Pre-filter disabled computes¶
https://blueprints.launchpad.net/nova/+spec/pre-filter-disabled-computes
This blueprint proposes to make nova report a trait to placement when a compute service is disabled and a request filter in the scheduler which will use that trait to filter out allocation candidates with that forbidden trait.
Problem description¶
In a large deployment with several thousand compute nodes, the
[scheduler]/max_placement_results
configuration option may be limited
such that placement returns allocation candidates which are mostly (or all)
disabled compute nodes, which can lead to a NoValidHost error during
scheduling.
Use Cases¶
As an operator, I want to limit max_placement_results
to improve scheduler
throughput but not suffer NoValidHost errors because placement only gives
back disabled computes.
As a developer, I want to pre-filter disabled computes in placement which
should be faster (in SQL) than the legacy ComputeFilter
running over the
results in python.

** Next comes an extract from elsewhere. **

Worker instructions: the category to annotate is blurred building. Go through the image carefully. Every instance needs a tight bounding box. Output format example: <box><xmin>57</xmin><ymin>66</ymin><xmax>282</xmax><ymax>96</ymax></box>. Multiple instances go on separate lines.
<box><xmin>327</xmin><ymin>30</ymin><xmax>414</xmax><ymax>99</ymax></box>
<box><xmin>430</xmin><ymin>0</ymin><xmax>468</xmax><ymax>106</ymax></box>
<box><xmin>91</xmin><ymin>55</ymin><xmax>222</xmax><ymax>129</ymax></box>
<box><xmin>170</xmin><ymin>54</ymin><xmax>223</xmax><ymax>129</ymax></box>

In other words, I want to ask placement better questions
to get back more targeted results.
As a user, I want to be able to create and resize servers without hitting NoValidHost errors because the cloud is performing a rolling upgrade and has disabled computes.
Proposed change¶
Summary¶
Nova will start reporting a COMPUTE_STATUS_DISABLED
trait to placement
for any compute node resource provider managed by a disabled compute service
host. When the service is enabled, the trait will be removed.
A scheduler request filter will be added which will modify the RequestSpec to filter out providers with the new trait using forbidden trait filtering syntax.
Compute changes¶
For the compute service there are two changes.
set_host_enabled¶
The compute service already has a set_host_enabled method which is a synchronous RPC call. Historically this was only implemented by the xenapi driver for use with the (now deprecated) Update Host Status API.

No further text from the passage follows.